Rights of Consumers:
a)      The right to safety: It refers to the right to be protected against products, production processes and services which are hazardous to health or life. It includes concern for consumers immediate and long term needs.
b)      The right to be informed: Consumers have a right to be informed about the quality, quantity, potency, purity, standard and price of goods or services so that they can make the right decision and protect themselves against malpractices.
c)       The right of choice: The consumer has the right to be assured of a choice of various goods and services of satisfactory quality and competitive price.
d)      Right to representation (or right to be heard): It is a right and the responsibility of civil society to ensure consumer interest prevails while formulating and executing policies which affect the consumers, as well as right to be heard while developing or producing a product or service.
e)      Right to seek redressal of grievances: The consumer has the right go to court if he has been unscrupulously exploited against unfair or restrictive trade practices and receives compensation for supply of unsatisfactory or shoddy goods.
f)       The right to consumer education: It is the right to acquire knowledge and skills to be an informed consumer because it is easier for the literate to know their rights and to take actions to influence factors that affect consumer’s decisions. The Union and State Governments have accepted the introduction of consumer education in school curriculum.
g)      Right to basic needs: It is the right to receive the eight basic necessities that are required to survive and lead a dignified life. These eight basic necessities include food, clothing, shelter, health care, sanitation, education, energy and transportation.
h)      Right to healthy environment: It is the right to be protected against environmental pollution and environmental degradation so as to enhance the quality of life of both the present and future generation.
6. (a) Write notes on (any two):                                                                6x2=12
                                 i.            Capital Account transactions.
                               ii.            Authorized person.
                              iii.            Foreign exchange.
Or
(b) What is Foreign Exchange Management Act? State the salient features of this Act.                                    4+8=12
7. Write True or False:                                    1x8=8
a)      The Indian Contract Act was enacted in 1972.                      False, 1872
b)      Consideration may not be adequate.                      True, consideration must be sufficient, but need not be adequate.

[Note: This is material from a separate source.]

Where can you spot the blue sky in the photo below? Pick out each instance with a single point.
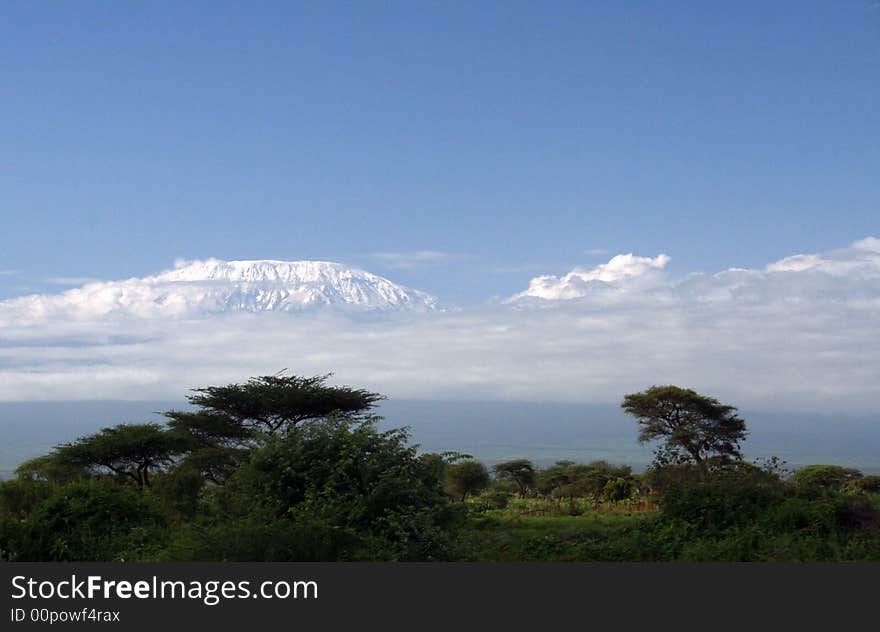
(516, 138)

c)       An agreement to sell is an executed contract.                    False, executory
d)      Sale of land and building is completed according to the provision of Sale of Goods Act, 1930.  False
e)      Crossed cheque can be exchanged in bank for hard cash.                             False     
f)       Bill of Exchange has two parties.                               False, three parties
g)      Consumer Protection Act recognizes six rights of consumers.                                      True

h)      FEMA is in force from the year 2000.